Here's a burning question I proposed to an audience I was presenting to at the recent Zenith Live '24 conference:

Why does everybody seem to support threat-centric security conceptually, but few practice it operationally?

To address this challenge, I joined a cross-functional team to pilot the "Zscaler MITRE ATT&CK MAPPING Program," which maps Zscaler products, engines, controls, etc., against the scoring rubric from the Center for Threat-Informed Defense, a non-profit, operated by MITRE Engenuity. With a healthy dose of creative conflict and dialectical decision-making, we set out to become experts in choice architecture, or the design of different ways in which choices and their impacts can be presented to decision makers like you. We did this because there are trade-offs in every cybersecurity decision.

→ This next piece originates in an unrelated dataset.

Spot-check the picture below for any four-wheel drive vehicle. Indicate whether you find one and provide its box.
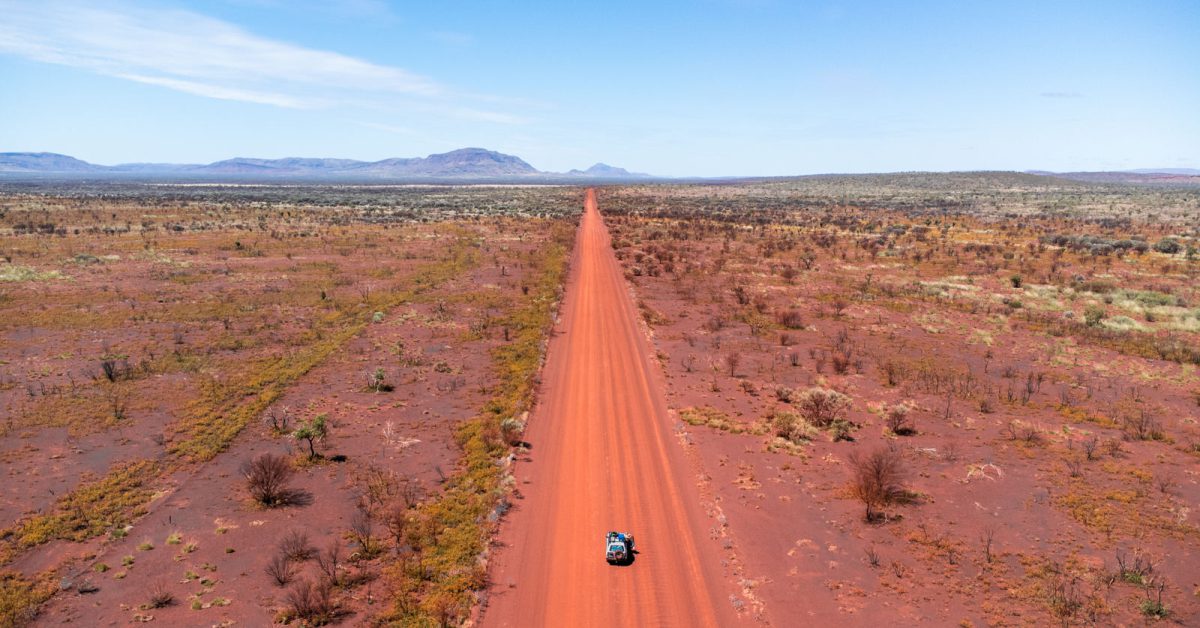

We mulled over the realities of the status quo in cybersecurity. As an industry, we are getting better, but we're still stuck in this same cyclonic confluence of unmitigated risk and tactical reactivity by necessity.

Accepting ‌responsibility for change is a noble cause, but is challenging and slow-going. Regardless, we chartered a path armed with a mission and design goal I've been championing for years: "No material or significant event that would impact my shareholders, stakeholders or my customers, and doing that with the lowest cost and least amount of friction."

In this article, you'll learn how you can ATT&CK (i.e., manage) risk and strengthen your security posture using a threat-centric mindset. The starting point, as you may have guessed, is zero trust architecture. Implementing effective zero trust strategies requires deep visibility and a comprehensive understanding of real-world attack scenarios. This is where the MITRE ATT&CK framework comes into play.